Justin Deoliveira ha scritto:
Chris Holmes wrote:
Cool, either approach works fine for me. I see advantages both ways,
but I'm not the one who's going to be working with the code directly, so
I defer to you guys. I think I may have some questions on specifics,
but how about you go ahead and make a GSIP Justin? Can have a couple
sample classes to show it?
There is already a full blown GSIP for the work here.
http://docs.codehaus.org/display/GEOS/Configuration+Proposal
There are links to code and a maven module you can build which includes
the model itself, as well as an xstream and hibernate persistence layer.
I can add a section on our integration strategy. However it would be
nice if the rest of the proposal got another review, especially from Andrea.
I'll sure do.
And I guess you're saying that this will involve a new persistence
mechanism as well? That will be the big change, no?
Depends on if we feel like breaking backwards compatability with out
current xml configuration file format. If we say ok, lets break it, then
yes I would propose to move to a new persistence mechanism (xstream).
Which is a lot simpler (like 3 lines of code to persist, 3 lines to read).

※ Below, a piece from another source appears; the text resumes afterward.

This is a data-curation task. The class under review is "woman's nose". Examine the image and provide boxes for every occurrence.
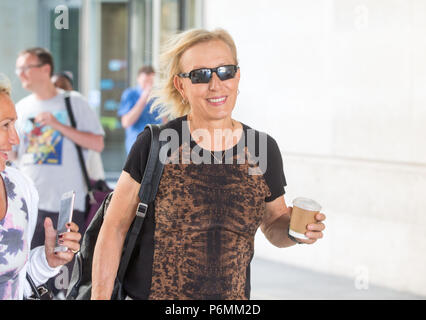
[9,126,20,146]
[208,72,221,90]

I'm for breaking compatibility and calling it GeoServer 2 if it needs
to be. The main point of changing config subsystem is to kill a system
that makes us avoid any config change. It must be easy to add and alter
the current configuration. Trying to keep backwards compatibility would
make it hard.
Oh, one thing. The natural output of XStream is a single big xml file,
not a set of files like now. When object A has a reference to object B,
xstream follows it and serializes B too, and so on. This has obvious
scalability issues (no more, no less than the current system, which
does write multiple files in a single shot, without any way to
persist a partial change).
There is a way to create multiple files in XStream, but I'm not
sure it's what we want, see http://jira.codehaus.org/browse/XSTR-52
If we want GeoServer to scale config wise a lazy load/lazy save
mechanism is required, and that probably needs a database based backend
(see the Hibernate side of the proposal). But... are we going to mantain it if it's not the primary persistence mechanism?
Oh, one thing. One of the major drawbacks of the current config system
is that it reloads all datastores and all feature types each time one
does apply or load. This is quite a problem when having big amounts
of configured feture types, or slow datastores (think remote wfs).
The new config system should be careful to only reload datastores and
feature types whose configuration changed (even driven, I kind of remember the new config system is, but I'm not sure).
However to be clear the format xstream saves its output in is not really
intended to be human readable. Its basically just a dump of java objects
in xml.
There are way to alias the class names so that the xml looks better,
but yes, one should not think the files as a xml schema based information model, but just a way to dump a net of java objects into
a text file with a format that happens to be xml. Btw, XStream does support JSON persistence too in the latest releases. Maybe this could
make it even more clear that the configuration is not meant to be
subject to a schema and so on?.
I believe if the REST api is simple and general enough to use we can
just discourage people to try and fiddle with our persisted configuration files.